24/06/2011

EUROPA Y EL TORO MANSO



Según el mito griego Europa fue una hermosa princesa fenicia de grandes y penetrantes ojos. Una mañana soleada mientras se divertía con sus amigas en la playa la princesa tuvo el infortunio de coincidir con Zeus, dios del cielo y del trueno, supervisor de los dioses del Olimpo y conquistador mujeriego infalible. Zeus contempló a la joven y la espió lascivamente quedando hipnotizado por su belleza. Tan grande fue el impacto que el mismo dios temió ser rechazado por la ninfa. Quedó paralizado y ni siquiera se atrevió a presentarse ante ella. Para engatusarla se transformó en un gran toro blanco cuya mansedumbre fue irresistible a ojos de la joven princesa. Europa se acercó a acariciarlo y cayó en su trampa; cuando estaba montando encima del toro, este la atrapó y se alzó volando hacia los mares.

Sus familiares desesperados emprendieron una búsqueda incansable pero nunca pudieron encontrarla. El todopoderoso Zeus la había raptado para siempre llevándola a vivir a Creta, donde al fin consiguió enamorarla. Pero el destino no fue amable con Europa, Zeus estaba comprometido con la diosa Hera y por ello, la humilde -y mortal- princesa fenicia no pudo retenerle a su lado. Perdió su presencia y tuvo que conformarse con ser el capricho momentáneo de Zeus. Tuvo todos los bienes a su alcance, pero no el amor del dios de dioses. Europa tuvo que conformarse con ser una más en la larga lista de conquistas del todopoderoso y mujeriego Zeus.

Hasta aquí los orígenes mitológicos. El resto ya es una historia conocida. En sus más de 3000 años de historia, a pesar de la riqueza material y cultural, Europa cayó en el abismo de guerras interminables en las que sucumbió paulatinamente. La joven Europa envejeció y fue victima de la conquista, el fanatismo, la ambición, el saqueo e incluso del genocidio. El Capital había dominado el mundo imponiéndose como máxima deidad y controlando a Europa y al resto de continentes a través del Olimpo de los mercados financieros y la política. Un nuevo orden llegaba al mundo. El nuevo dios Capital, rige desde entonces nuestros designios.

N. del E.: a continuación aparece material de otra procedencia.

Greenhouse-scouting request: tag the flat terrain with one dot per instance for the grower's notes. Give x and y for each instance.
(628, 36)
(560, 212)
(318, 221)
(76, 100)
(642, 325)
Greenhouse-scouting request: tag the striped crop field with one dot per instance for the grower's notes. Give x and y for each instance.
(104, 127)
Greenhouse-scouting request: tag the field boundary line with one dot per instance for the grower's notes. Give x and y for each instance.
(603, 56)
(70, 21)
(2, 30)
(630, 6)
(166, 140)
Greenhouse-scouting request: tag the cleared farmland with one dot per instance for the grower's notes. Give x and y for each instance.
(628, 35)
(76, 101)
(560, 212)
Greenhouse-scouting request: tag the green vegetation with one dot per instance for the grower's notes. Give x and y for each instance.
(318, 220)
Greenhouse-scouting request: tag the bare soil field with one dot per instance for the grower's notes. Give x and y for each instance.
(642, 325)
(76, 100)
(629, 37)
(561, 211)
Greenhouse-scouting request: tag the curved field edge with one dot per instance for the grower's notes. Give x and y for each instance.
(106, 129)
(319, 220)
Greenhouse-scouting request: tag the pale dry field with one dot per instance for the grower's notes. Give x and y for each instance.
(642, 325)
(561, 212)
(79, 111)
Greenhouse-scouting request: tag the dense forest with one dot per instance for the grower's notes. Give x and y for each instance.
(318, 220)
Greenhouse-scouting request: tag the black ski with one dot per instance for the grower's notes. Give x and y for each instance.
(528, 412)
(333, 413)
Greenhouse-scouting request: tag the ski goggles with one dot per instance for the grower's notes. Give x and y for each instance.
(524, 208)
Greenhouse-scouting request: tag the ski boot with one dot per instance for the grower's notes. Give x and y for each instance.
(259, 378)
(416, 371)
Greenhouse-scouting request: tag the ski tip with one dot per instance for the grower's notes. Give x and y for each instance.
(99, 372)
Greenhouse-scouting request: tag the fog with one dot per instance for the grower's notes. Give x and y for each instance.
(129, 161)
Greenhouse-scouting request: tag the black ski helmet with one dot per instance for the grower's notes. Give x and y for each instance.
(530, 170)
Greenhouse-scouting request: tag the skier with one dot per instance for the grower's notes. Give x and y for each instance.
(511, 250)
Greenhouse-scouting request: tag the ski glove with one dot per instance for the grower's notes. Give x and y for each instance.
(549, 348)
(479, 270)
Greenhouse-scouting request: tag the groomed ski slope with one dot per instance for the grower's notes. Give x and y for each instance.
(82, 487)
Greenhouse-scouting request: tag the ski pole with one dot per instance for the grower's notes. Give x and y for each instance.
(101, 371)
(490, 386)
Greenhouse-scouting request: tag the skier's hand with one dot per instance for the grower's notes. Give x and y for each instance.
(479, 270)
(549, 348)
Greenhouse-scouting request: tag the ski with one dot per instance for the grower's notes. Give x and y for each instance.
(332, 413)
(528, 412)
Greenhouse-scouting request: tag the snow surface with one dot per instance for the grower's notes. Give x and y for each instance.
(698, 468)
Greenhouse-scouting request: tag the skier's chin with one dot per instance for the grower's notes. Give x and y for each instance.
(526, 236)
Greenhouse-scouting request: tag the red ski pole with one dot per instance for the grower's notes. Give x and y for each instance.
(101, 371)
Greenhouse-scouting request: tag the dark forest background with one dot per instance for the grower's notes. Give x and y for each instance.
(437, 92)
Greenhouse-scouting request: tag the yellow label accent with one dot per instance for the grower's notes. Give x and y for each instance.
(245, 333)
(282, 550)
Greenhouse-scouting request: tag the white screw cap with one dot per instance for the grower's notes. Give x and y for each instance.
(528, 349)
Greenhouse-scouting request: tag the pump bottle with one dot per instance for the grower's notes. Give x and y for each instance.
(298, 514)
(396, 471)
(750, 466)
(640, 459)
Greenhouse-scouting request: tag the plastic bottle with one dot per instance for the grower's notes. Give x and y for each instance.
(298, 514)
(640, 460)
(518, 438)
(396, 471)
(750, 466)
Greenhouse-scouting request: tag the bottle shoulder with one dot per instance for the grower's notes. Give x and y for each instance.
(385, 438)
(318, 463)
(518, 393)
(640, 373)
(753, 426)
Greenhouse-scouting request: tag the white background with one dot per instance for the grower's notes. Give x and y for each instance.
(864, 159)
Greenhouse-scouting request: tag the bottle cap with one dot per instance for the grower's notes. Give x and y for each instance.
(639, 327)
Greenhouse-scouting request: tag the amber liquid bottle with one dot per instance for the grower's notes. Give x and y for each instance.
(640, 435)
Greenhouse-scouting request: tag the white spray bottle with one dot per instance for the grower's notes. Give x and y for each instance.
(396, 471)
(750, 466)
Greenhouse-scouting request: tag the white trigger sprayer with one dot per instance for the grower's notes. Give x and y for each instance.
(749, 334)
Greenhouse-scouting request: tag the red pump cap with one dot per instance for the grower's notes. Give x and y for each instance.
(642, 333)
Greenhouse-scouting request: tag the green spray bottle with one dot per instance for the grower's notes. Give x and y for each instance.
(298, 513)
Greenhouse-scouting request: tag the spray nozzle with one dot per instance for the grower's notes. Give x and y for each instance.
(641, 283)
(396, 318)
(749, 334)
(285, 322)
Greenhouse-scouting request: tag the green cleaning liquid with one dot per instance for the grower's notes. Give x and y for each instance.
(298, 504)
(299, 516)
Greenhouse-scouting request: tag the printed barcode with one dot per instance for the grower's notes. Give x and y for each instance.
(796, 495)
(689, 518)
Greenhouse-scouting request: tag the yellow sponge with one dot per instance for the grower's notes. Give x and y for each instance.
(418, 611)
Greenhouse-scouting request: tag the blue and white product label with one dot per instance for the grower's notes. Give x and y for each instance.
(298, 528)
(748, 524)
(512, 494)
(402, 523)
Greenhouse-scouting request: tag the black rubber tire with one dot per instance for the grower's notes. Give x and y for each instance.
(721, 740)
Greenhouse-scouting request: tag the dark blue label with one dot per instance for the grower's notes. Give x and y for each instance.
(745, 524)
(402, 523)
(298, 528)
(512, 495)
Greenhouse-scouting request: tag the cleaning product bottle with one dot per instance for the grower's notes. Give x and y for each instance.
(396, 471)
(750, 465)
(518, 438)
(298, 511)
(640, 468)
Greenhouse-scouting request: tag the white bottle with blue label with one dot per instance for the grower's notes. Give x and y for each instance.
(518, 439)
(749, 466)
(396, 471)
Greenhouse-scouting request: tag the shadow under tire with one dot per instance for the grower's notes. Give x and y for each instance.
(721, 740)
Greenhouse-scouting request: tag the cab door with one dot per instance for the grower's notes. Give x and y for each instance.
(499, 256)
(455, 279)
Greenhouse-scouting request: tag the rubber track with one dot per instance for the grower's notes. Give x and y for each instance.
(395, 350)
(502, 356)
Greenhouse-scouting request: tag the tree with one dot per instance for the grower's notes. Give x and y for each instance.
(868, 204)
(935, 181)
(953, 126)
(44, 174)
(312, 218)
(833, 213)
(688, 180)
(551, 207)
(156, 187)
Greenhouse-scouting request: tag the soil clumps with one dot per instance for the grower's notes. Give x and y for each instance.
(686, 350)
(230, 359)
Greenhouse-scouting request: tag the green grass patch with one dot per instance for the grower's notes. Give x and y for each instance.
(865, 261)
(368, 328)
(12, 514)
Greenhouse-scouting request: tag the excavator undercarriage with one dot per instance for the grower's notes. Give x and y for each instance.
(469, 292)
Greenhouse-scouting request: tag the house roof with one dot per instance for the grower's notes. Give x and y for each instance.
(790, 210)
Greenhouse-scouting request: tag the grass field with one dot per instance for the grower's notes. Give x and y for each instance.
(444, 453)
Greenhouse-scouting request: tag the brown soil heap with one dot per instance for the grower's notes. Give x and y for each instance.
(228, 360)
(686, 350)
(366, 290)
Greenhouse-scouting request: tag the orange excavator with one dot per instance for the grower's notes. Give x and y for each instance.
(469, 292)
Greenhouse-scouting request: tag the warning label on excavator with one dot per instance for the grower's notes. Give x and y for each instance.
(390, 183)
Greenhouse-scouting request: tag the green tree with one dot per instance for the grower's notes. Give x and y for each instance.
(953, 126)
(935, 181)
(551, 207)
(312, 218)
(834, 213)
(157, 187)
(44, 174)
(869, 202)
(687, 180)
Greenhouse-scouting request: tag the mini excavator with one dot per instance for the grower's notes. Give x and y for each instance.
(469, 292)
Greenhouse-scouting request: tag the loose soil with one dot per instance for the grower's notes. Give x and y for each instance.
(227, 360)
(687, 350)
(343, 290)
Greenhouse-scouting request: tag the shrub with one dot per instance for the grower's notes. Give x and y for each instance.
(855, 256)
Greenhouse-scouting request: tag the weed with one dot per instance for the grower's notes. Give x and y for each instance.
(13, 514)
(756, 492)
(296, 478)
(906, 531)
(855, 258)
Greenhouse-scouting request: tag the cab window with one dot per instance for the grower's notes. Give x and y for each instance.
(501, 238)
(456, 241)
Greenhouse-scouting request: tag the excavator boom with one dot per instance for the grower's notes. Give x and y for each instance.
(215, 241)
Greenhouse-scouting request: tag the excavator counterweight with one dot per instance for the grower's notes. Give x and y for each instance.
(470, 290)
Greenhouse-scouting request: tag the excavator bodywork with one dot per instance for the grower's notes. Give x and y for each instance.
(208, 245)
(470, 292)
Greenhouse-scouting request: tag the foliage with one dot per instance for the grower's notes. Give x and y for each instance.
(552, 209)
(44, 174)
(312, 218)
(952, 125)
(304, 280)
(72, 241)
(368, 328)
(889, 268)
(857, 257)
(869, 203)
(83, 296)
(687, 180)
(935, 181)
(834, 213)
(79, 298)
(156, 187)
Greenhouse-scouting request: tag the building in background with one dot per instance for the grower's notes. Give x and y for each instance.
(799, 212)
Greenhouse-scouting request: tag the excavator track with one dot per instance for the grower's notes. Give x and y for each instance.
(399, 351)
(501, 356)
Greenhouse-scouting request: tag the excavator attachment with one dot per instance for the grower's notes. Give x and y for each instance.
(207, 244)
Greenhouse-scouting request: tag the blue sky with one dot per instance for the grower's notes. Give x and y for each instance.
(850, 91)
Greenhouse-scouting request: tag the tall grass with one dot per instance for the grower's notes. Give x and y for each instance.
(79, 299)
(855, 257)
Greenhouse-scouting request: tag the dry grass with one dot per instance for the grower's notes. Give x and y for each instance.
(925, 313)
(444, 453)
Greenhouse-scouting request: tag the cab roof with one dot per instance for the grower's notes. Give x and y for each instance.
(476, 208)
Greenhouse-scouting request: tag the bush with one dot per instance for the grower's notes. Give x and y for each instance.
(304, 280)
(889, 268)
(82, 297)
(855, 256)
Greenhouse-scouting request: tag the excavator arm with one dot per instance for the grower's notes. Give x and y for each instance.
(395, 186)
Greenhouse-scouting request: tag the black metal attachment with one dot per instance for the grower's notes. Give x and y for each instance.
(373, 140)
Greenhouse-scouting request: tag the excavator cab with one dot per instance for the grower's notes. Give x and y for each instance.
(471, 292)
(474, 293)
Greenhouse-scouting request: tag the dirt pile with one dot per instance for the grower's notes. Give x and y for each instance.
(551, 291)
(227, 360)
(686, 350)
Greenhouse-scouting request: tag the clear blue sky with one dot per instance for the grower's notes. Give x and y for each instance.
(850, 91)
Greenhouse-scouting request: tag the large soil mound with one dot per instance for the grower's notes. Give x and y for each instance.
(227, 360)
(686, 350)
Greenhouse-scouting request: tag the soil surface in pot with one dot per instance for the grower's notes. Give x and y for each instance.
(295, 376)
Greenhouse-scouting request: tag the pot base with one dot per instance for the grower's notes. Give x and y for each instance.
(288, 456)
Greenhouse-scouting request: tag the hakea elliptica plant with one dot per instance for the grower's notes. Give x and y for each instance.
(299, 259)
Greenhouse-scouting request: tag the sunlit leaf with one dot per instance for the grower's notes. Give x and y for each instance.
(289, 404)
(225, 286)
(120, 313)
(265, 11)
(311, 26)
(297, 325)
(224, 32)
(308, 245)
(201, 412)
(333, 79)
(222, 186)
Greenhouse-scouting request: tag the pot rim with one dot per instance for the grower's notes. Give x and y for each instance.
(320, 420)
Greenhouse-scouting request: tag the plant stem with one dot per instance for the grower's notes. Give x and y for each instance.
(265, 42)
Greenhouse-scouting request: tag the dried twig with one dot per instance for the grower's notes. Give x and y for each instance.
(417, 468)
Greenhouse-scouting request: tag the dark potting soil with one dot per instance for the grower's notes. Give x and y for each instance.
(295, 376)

Hoy, Europa sigue igual, raptada y enamorada de ese otro dios supremo que al igual que Zeus, se disfraza de toro manso para engatusar y corromper. El Capital también es un conquistador caprichoso, tramposo, y experto en esconderse y cambiar de rostro según la época. Es un experto halagador y colma de regalos a sus amantes, pero sin dejarse arrastrar a un compromiso verdadero y perdurable. Solo se compromete con los dioses, nunca con los pobres mortales que yacen resignados a las migajas del paraiso. Europa, fruto de siglos y siglos de saqueo y de ignominia, se corrompe hasta el punto de no reconocerse a sí misma. Hoy, la princesa infamada se regocija haciendo el mismo daño que padece y juega al rapto, el engaño y a la corrupción con tal de satisfacer a su dios.

Los orígenes geográficos de Europa se sitúan en Grecia, escenario y cuna de la civilización que dió lugar al amor de la princesa y Zeus. Fue en Grecia donde surgió la génesis del pensamiento, la filosofía, el arte, el teatro y la democracia que hoy se asocian a la génesis misma de Europa. Pero la ninfa parece haber olvidado su historia. Su sometimiento a la máxima divinidad le lleva a renegar de sus orígenes y extorsionar, chantajear y amenazar al mismo pueblo griego que le dio nombre y espíritu. Al pueblo griego y a cualquier pueblo que ose oponerse al poder del dios supremo.

Dicen que el origen etimológico del griego Ευρώπη (Europa) significa “ojos grandes”. Pero esos ojos no miran a cualquiera, a día de hoy son propiedad privada del Capital, ese toro manso y de aspecto pacífico al que todos quisiéramos acercarnos, acariciar y quizás, insensatos, montar en su lomo.